Después empezó a frotar el brazo de la gorda y ella miraba operar muy
complacida. A pesar de que la jeringa era grande, sólo echaba un pequeño chorro
con un golpe de resorte. Entonces leí las letras amarillas. que había a lo
largo del tubo: Muebles “El Canario”. Después me dio vergüenza preguntar de qué
se trataba y decidí enterarme al otro día por los diarios. Pero apenas bajé del
tranvía pensé: “No podrá ser un fortificante; tendrá que ser algo que deje
consecuencias visibles si realmente se trata de una propaganda”. Sin embargo,
yo no sabía bien de qué se trataba; pero estaba muy cansado y me empeciné en no
hacer caso. De cualquier manera estaba seguro de que no se permitiría dopar al
público con ninguna droga. Antes de dormirme pensé que a lo mejor habrían
querido producir algún estado físico de placer o bienestar. Todavía no había
pasado al sueño cuando oí en mí el canto de un pajarito... No tenía la calidad
de algo recordado ni del sonido, que nos llega de afuera. Era anormal como una
enfermedad nueva; pero también había un matiz irónico; como si la enfermedad se
sintiera contenta y se hubiera, puesto a cantar. Estas sensaciones pasaron
rápidamente y en seguida apareció algo más concreto: oí sonar en mi cabeza una
voz que decía:
—Hola, hola;
transmite difusora “El Canario”... hola, hola, audición especial. Las personas
sensibilizadas para estas transmisiones... etc., etc...
Todo esto lo
oía de pie, descalzo, al costado de la cama y sin animarme a encender la luz;
había dado un salto y me había quedado duro en ese lugar; parecía imposible que
aquello sonara dentro de mi cabeza.
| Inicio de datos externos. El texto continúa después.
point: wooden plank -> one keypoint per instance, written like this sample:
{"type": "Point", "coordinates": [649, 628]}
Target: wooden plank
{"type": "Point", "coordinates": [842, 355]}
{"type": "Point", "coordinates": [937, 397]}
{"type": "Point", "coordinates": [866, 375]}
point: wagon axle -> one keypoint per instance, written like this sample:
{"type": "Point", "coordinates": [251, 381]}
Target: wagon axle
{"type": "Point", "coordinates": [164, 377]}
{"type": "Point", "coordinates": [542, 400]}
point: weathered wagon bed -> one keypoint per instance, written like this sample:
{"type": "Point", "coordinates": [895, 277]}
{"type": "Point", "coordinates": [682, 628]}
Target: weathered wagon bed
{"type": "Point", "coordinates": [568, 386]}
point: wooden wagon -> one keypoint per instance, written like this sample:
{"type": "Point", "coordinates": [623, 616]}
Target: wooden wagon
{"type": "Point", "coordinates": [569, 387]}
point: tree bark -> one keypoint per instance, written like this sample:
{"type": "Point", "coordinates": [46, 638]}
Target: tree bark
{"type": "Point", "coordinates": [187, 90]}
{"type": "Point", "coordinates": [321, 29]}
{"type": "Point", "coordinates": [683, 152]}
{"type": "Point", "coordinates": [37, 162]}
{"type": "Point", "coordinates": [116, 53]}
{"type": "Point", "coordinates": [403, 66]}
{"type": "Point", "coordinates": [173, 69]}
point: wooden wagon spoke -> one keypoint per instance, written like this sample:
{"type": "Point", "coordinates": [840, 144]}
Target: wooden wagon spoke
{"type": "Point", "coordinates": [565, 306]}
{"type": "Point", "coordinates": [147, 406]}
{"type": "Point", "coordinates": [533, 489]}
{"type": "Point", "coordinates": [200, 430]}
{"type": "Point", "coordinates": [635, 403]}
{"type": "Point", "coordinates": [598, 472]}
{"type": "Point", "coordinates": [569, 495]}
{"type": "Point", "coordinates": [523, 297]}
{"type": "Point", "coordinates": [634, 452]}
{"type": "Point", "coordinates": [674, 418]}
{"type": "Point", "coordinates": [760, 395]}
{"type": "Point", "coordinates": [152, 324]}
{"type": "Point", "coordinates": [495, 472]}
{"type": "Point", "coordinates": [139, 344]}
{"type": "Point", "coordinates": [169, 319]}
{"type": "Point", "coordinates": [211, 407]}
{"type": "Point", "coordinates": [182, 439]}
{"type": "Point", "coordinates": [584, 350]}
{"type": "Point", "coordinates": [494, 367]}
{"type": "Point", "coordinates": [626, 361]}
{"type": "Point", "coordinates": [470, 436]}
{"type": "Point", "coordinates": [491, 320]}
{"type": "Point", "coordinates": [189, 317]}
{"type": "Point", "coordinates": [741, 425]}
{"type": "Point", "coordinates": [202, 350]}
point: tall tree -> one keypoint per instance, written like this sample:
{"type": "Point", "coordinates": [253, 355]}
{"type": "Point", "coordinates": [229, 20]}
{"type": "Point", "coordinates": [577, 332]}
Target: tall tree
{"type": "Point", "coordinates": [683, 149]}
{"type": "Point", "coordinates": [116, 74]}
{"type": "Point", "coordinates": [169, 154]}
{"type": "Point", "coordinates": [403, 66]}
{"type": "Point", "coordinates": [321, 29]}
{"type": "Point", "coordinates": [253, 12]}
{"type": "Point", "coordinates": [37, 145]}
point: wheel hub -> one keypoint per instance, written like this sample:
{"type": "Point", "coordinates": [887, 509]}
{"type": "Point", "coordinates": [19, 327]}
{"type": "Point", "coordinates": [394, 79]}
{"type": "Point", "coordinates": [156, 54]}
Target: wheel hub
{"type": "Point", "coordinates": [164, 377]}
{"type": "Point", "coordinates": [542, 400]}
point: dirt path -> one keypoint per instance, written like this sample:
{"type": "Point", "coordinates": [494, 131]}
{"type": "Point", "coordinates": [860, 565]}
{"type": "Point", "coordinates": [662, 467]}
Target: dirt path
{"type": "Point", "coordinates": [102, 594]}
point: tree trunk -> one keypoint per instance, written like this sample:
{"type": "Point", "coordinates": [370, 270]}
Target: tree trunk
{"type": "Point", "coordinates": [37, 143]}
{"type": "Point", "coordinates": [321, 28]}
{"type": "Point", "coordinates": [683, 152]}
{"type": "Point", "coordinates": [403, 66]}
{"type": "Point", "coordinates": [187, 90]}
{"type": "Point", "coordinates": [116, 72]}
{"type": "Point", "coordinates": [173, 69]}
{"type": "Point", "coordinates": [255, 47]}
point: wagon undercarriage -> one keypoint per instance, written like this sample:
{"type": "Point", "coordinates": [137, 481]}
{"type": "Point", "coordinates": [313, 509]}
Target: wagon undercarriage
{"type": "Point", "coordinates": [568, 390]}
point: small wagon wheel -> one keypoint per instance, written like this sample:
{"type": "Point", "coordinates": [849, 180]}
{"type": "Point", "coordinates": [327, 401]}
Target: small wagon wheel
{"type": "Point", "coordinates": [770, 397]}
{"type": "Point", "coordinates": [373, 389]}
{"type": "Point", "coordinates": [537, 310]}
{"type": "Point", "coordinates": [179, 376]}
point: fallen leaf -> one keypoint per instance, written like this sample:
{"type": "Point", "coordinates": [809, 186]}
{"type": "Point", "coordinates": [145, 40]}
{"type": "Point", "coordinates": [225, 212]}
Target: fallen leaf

Me volví a tirar en la cama y por último me
decidí a esperar. Ahora estaban pasando, indicaciones a propósito de los pagos
en cuotas de los muebles “El Canario”. Y de pronto dijeron:
—Como primer
número se transmitirá el tango...
Desesperado,
me metí debajo de una cobija gruesa; entonces oí todo con más claridad, pues la
cobija atenuaba los ruidos de la calle y yo sentía mejor lo que ocurría dentro
de mi cabeza... En seguida me saqué la cobija y empecé a caminar por la
habitación; esto me aliviaba un poco pero yo tenía como un secreto
empecinamiento en oír y en quejarme de mi desgracia. Me acosté de nuevo y al
agarrarme de los barrotes de la cama volví a oír el tango con más nitidez.
Al rato me
encontraba en la calle: buscaba otros ruidos que atenuaran el que sentía en la
cabeza. Pensé en comprar un diario, informarme de la dirección de la radio y
preguntar qué había que hacer para anular el efecto de la inyección. Pero vino
un tranvía y lo tomé. A los pocos instantes el tranvía pasó por un lugar donde
las vías se hallaban en mal estado y el gran ruido me alivió de otro tango que
tocaban ahora; pero de pronto miré para dentro del tranvía y vi otro hombre con
otra jeringa; le estaba dando inyecciones a unos niños que iban sentados en
asientos transversales. Fui hasta allí y le pregunté qué había que hacer para
anular el efecto de una inyección que me habían dado hacía una hora. El me miró
asombrado y dijo:
—¿No le
agrada la transmisión?
—Absolutamente.
—Espere unos
momentos y empezará una novela--en episodios.
—Horrible -le
dije.
El siguió con
las inyecciones y sacudía la cabeza haciendo una sonrisa. Yo no oía más el
tango. Ahora volvían a hablar de los muebles. Por fin el hombre de la inyección
me dijo:
—Señor, en
todos los diarios ha salido el aviso de las tabletas “El Canario”. Si a usted
no le gusta, la transmisión se toma una de ellas y pronto.
—¡Pero, ahora
todas las farmacias, están !cerradas y yo voy a volverme loco!
En ese
instante oí anunciar:
—Y ahora
transmitiremos una poesía titulada “Sillón Querido”, soneto compuesto
especialmente para los muebles “El Canario”.
Después el
hombre de la inyección se acercó a mí para hablarme en secreto y me dijo:
—Yo voy a
arreglar su asunto de otra manera. Le cobraré un peso porque le veo cara
honrada. Si usted me descubre pierdo el empleo, pues a la compañía le conviene
más que se vendan las tabletas.
Yo lo apuré
para que me dijera el secreto. Entonces él abrió la mano y dijo:
—Venga el
peso. —Y después que se lo di agregó: —Dése un baño de pies bien caliente.